Elle fut écrite à ma fille quinze jours après celle que je viens de vous lire, et alors que nous étions encore à Montreux.

« Tu ne saurais croire, ma bonne Marie, combien petit oncle et maman ont été heureux de savoir ton cher papa en bonne voie de guérison, et même, nous dis-tu, à peu près complètement rétabli. Sans doute, sa reconnaissance doit aller au climat très doux de ce coin béni du Léman, où j’ai passé moi-même des heures exquises, l’an dernier. Mais j’imagine qu’il doit plus encore au dévouement passionné, aux soins éclairés de la jeune et jolie doctoresse qui est en même temps son ange gardien… »

Ici, la voix du vieillard trembla, ses yeux se mouillèrent encore une fois, et il s’arrêta, ne distinguant plus l’écriture sur le vieux papier jauni. Tandis qu’il essuyait ses lunettes : « Monsieur, fit-il, je dois ouvrir une parenthèse pour vous dire qu’il ne manquait, alors, à mon enfant bien-aimée que ses derniers examens de clinique, pour avoir son diplôme de docteur en médecine. Elle finissait à peine ses vingt-trois ans. Poussée par son exemple et encouragée par son père et par sa mère, Isabelle venait également de commencer ses études médicales, mais, je dois l’avouer, sans beaucoup d’entrain… »

Ceci dit, il reprit la lettre et continua :

« … Figure-toi que petit oncle et moi avions fait le projet de venir vous surprendre, ce dont j’étais toute heureuse, quand maman s’est trouvée souffrante, oh ! un léger rhume contracté, pour être restée trop tard, et en pantoufles, dans le jardin.

» Elle est aujourd’hui tout à fait bien, mais j’ai dû, moi, mon professeur lui aussi malade étant guéri, reprendre mes leçons de peinture et de dessin.
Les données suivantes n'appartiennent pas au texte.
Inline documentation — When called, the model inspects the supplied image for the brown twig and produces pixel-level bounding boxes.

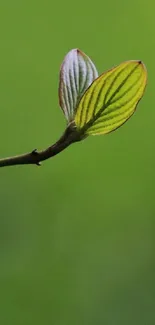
[0,125,81,167]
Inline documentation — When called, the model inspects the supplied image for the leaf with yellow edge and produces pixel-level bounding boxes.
[75,61,147,135]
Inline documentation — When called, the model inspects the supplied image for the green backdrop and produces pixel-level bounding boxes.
[0,0,155,325]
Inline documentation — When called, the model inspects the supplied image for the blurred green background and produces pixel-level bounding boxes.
[0,0,155,325]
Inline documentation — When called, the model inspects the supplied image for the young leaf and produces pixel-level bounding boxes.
[59,49,98,122]
[75,61,147,135]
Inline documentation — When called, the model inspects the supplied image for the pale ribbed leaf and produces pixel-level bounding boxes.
[59,49,98,122]
[75,61,147,135]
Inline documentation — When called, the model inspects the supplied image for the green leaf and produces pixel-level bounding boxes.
[59,49,98,122]
[75,61,147,135]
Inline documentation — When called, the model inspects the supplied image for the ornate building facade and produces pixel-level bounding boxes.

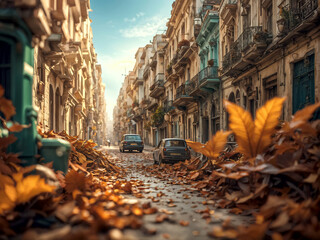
[115,0,320,146]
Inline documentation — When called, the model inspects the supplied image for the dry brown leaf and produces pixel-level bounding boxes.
[65,170,88,193]
[252,97,285,157]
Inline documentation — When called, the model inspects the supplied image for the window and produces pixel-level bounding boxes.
[0,41,12,99]
[263,74,278,101]
[266,3,273,34]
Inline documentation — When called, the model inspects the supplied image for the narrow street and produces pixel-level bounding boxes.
[104,146,252,240]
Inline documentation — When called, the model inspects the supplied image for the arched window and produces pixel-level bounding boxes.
[211,104,220,135]
[227,92,236,129]
[236,89,240,106]
[49,84,54,130]
[55,88,60,132]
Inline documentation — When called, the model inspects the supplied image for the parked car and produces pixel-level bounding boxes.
[153,138,191,164]
[119,134,144,152]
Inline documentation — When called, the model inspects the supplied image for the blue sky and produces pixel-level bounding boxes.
[90,0,173,118]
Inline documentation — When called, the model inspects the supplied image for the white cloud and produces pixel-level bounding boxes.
[124,17,137,22]
[123,12,145,23]
[136,12,145,18]
[119,16,167,38]
[98,49,137,118]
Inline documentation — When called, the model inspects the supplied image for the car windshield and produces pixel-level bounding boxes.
[165,140,186,147]
[125,135,141,141]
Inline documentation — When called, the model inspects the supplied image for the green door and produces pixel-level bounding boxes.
[292,54,315,114]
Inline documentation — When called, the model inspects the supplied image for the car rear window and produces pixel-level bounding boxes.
[125,135,141,141]
[164,140,186,147]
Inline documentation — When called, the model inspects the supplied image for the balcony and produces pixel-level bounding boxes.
[73,89,84,103]
[277,0,319,42]
[173,84,194,109]
[133,77,143,88]
[150,52,158,69]
[133,69,144,88]
[51,0,68,21]
[150,73,165,98]
[172,40,195,75]
[127,108,133,118]
[220,0,238,21]
[186,74,202,97]
[163,100,175,113]
[199,66,220,92]
[222,26,268,77]
[143,64,150,80]
[133,107,144,121]
[147,98,158,111]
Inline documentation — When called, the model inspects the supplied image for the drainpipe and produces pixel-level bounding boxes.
[280,47,286,119]
[219,79,223,129]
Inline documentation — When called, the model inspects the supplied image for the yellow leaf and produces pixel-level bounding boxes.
[254,97,285,156]
[0,98,16,120]
[0,174,14,190]
[203,130,231,158]
[0,85,4,98]
[13,173,55,204]
[4,185,17,202]
[0,189,15,215]
[186,140,204,153]
[224,100,256,158]
[65,170,89,193]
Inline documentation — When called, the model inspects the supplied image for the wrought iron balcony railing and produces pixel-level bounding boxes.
[281,0,318,31]
[186,74,199,95]
[163,100,174,112]
[175,84,189,99]
[222,26,268,70]
[199,66,219,84]
[150,73,164,91]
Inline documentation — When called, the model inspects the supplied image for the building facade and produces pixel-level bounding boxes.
[0,0,106,144]
[115,0,320,146]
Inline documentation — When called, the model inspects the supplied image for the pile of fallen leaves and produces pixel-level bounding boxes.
[0,86,157,239]
[38,127,124,175]
[148,98,320,240]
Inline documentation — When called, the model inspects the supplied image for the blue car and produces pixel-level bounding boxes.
[153,138,191,164]
[119,134,144,152]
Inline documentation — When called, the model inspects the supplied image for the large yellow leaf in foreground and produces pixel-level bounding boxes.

Et j’ai dû également suivre le cours d’anatomie et de physiologie que, vraiment, jusqu’ici, j’ai beaucoup trop négligés.

» Ce pauvre N…! (le professeur de peinture et de dessin), la maladie qu’il vient de faire a dû être bien grave, car je le trouve tout à fait changé et amaigri.

» J’ignorais complètement et toi aussi, sans doute, qu’il avait été, pendant quelques mois, le professeur de notre grande et douloureuse Marie Baschkirtseff.

» Depuis qu’à propos de je ne sais plus quoi, il m’a révélé ce détail, nous ne peignons ni ne dessinons, mais tant que dure la leçon, je le harcèle, et ne cesse de le faire bavarder sur celle dont le Journal nous a tant fait pleurer toutes deux.